At the initiative of three doctors–Karl Evang (Norway), Paula Souza (Brazil) and. Szeming Sze (China)–health was included in the charter of UN. Evang foretold us–“Under circumstances where the political balance in a country is at stake and where individual parties therefore have to think of something special to attract votes for the next election, this may sometimes lead to political “overbidding” in the field of health.”

Concluding Remarks
Recently, Intergovernmental Negotiating Body (INB) which is tasked under WHO has drafted a new Pandemic Treaty which, it is apprehended, might be disastrous for general well-being and rightful living for citizens in future. Lancet observes–“Even the anaemic commitments of the agreement are in jeopardy. Independent monitoring of whether countries are complying with their commitments is essential for the efficacy and longevity of the treaty. Yet, as the likes of Nina Schwalbe and colleagues have pointed out, all indications suggest that the governance and accountability mechanisms of the treaty are being further undermined. There is little in the way of clear enforceable obligations to prevent zoonotic disease outbreaks, implement One Health principles, strengthen health systems, or counter disinformation. Heads of states and the INB might not see pandemic governance as a priority now, but it is fundamental to the success of any agreement.”

To mention, one offshoot of corporatisation of healthcare is “medical tourism”.

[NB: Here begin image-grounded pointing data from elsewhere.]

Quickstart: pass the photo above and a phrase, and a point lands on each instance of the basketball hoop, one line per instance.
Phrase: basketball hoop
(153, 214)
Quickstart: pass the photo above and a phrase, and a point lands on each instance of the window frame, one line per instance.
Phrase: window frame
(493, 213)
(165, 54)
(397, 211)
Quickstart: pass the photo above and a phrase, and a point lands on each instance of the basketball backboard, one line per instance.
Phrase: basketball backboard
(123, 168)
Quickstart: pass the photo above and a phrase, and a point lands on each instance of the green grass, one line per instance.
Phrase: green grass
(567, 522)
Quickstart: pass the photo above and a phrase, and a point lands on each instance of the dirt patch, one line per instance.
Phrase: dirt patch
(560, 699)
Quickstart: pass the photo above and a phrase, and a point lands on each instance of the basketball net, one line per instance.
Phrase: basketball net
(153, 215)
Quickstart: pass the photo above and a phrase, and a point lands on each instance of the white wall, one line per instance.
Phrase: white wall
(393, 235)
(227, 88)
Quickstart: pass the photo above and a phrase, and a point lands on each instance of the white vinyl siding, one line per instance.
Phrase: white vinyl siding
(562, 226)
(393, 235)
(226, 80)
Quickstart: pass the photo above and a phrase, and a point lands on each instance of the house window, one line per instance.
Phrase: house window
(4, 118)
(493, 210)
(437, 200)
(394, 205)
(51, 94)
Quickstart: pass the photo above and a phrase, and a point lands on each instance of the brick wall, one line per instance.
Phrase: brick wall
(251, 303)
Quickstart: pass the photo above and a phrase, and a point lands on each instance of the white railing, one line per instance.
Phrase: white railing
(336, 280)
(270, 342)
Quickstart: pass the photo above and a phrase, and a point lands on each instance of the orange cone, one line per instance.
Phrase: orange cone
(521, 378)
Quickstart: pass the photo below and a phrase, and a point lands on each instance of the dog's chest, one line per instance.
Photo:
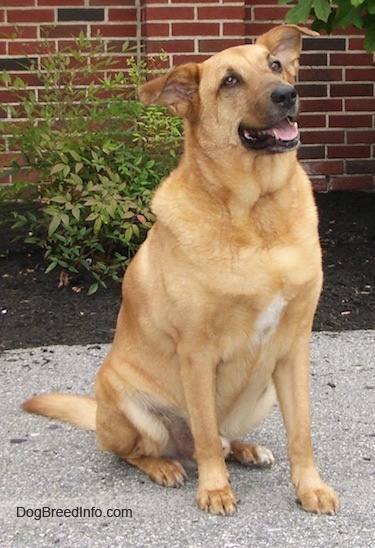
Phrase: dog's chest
(268, 320)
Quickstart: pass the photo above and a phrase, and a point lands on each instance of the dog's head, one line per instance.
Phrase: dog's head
(243, 96)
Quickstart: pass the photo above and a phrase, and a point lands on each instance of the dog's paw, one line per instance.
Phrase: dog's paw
(167, 472)
(218, 501)
(252, 455)
(322, 500)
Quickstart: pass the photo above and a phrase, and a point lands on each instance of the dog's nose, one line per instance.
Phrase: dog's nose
(285, 96)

A few years ago, Raman Kumar raised three important issues–(1) “Immediately after independence, India pushed aside the recommendations of the Bhore committee, which was for implantation of comprehensive primary healthcare. Instead, we opted for the path of selective primary care modelled on vertical disease–based programmes under the guidance of international development agencies”, (2) “Super-specialty care, fragmented public health programmes, and quackery have become three pillars of the Indian health system”, and (3) “Will the Indian economy be able to sustain the double burden of UHC and the vertical programmes?”

All these observations are very much relevant now when seen through the window of family medicine and primary care.